UN judges found Vojislav Seselj not guilty on all nine charges of war crimes and crimes against humanity.
UN judges found Vojislav Seselj not guilty on all nine charges of war crimes and crimes against humanity.PHOTO: EPA

THE HAGUE (AFP) - UN judges on Thursday (March 31) found radical Serb leader Vojislav Seselj not guilty on all nine charges of war crimes and crimes against humanity arising out of the 1990s Balkans wars.

In their shock ruling in Seselj's absence, Judge Jean-Claude Antonetti said the prosecution had failed to prove the charges and said: "Vojislav Seselj is now a free man."

But the Yugoslav war crimes court’s chief prosecutor called the acquittal of radical Serb leader Vojislav Seselj a “surprise judgement”, saying he “shared the frustrations of many disappointed victims”.

“We understand that many victims will be disappointed. We in a large part share their frustrations,” the chief prosecutor for the International Criminal Tribunal for the former Yugoslavia (ICTY), Serge Brammertz, told reporters.

“I cannot be satisfied with the outcome,” added Brammertz, speaking shortly after the tribunal based in The Hague found Seselj not guilty on all charges relating to his part in the bloody 1990s Balkans wars.

“We are considering an appeal,” he said, adding: “We are looking at the arguments, they are absolutely not in line with the factual reality.” In a majority verdict the ICTY’s judges found prosecutors “failed to prove the existence of the joint criminal enterprise” involving Seselj.

Seselj, 61, had faced nine charges of war crimes and crimes against humanity over his quest to unite “all Serbian lands” in a “Greater Serbia”.

Prosecutors had alleged he was behind the murder of many Croat, Muslim and other non-Serb civilians, as well as the forced deportation of “tens of thousands” from large areas of Bosnia-Herzegovina, Croatia and Serbia, leading paramilitary forces called “Seselj’s men”.
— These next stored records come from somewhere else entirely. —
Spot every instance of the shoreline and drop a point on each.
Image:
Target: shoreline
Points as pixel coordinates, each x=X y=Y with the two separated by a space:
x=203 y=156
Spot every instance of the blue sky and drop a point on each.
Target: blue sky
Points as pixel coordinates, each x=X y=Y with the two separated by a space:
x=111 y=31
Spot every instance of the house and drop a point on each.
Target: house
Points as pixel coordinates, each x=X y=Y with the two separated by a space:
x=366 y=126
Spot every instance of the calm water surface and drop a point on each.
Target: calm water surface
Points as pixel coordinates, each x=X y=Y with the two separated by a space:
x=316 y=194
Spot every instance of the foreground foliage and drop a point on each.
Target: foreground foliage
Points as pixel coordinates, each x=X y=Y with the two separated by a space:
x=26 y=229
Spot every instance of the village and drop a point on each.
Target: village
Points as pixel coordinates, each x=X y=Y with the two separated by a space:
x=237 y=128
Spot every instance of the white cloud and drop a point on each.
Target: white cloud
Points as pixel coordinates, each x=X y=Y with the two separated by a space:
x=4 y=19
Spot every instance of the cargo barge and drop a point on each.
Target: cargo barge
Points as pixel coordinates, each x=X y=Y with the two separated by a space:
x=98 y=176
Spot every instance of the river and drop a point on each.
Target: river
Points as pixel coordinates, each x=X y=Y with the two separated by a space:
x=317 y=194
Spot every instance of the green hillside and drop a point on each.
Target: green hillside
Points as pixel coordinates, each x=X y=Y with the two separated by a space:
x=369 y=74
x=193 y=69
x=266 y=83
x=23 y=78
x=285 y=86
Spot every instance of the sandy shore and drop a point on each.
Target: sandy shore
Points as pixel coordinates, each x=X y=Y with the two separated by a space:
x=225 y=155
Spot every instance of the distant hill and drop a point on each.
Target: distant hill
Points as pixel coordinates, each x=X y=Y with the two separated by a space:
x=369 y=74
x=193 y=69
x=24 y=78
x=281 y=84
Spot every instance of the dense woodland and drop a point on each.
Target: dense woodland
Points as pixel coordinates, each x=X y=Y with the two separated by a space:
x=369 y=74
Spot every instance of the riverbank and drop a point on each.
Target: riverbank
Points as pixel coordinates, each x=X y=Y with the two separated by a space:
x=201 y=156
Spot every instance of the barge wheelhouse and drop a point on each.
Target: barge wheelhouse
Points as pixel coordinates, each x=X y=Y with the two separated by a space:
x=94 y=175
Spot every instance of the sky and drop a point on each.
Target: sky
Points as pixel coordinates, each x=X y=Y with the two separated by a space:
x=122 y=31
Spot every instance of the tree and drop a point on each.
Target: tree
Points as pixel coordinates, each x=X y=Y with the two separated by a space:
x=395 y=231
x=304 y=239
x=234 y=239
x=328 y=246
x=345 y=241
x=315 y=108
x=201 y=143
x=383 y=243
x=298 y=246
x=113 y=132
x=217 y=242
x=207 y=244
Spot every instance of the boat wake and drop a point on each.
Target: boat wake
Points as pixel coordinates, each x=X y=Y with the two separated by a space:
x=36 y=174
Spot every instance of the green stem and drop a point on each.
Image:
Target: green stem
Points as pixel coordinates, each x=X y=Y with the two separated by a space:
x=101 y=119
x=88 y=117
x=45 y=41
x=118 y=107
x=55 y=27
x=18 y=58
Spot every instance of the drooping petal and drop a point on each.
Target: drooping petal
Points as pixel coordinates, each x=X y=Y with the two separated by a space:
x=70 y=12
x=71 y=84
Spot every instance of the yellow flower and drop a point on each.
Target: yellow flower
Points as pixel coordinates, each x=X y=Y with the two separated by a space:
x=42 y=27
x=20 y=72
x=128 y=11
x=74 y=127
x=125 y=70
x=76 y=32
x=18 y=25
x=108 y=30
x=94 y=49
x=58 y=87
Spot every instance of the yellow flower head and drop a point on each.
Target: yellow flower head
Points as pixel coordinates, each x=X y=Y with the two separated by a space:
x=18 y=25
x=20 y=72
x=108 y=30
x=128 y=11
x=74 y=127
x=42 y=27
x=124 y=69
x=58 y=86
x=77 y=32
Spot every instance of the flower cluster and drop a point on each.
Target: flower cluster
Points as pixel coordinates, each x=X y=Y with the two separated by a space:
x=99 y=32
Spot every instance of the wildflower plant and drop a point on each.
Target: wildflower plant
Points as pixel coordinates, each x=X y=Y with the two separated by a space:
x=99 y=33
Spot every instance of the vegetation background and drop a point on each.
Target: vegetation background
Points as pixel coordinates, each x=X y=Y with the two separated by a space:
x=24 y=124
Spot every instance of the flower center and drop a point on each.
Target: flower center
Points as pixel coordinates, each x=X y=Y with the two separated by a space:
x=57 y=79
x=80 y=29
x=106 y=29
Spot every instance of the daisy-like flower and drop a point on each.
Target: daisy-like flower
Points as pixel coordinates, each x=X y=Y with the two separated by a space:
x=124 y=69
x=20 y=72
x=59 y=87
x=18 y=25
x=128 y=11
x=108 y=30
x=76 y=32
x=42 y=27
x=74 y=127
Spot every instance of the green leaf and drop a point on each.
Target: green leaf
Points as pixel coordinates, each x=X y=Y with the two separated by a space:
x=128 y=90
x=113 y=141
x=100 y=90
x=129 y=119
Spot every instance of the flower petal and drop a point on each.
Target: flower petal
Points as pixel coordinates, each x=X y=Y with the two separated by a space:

But the judges slammed the prosecution’s case as full of “confusion” and “ambiguities”, saying it had failed to clarify the broader context in which events in Croatia and Bosnia took place.

The prosecution had given “at best an interpretation that hides the way the events unfolded and at worst distorts them in relation to the evidence presented to the chamber,” presiding judge Jean-Claude Antonetti said.

Brammertz said his office was considering an appeal, but first had to carefully study the full judgement.

“This is not the first time a surprise judgement is coming out,” Brammertz added.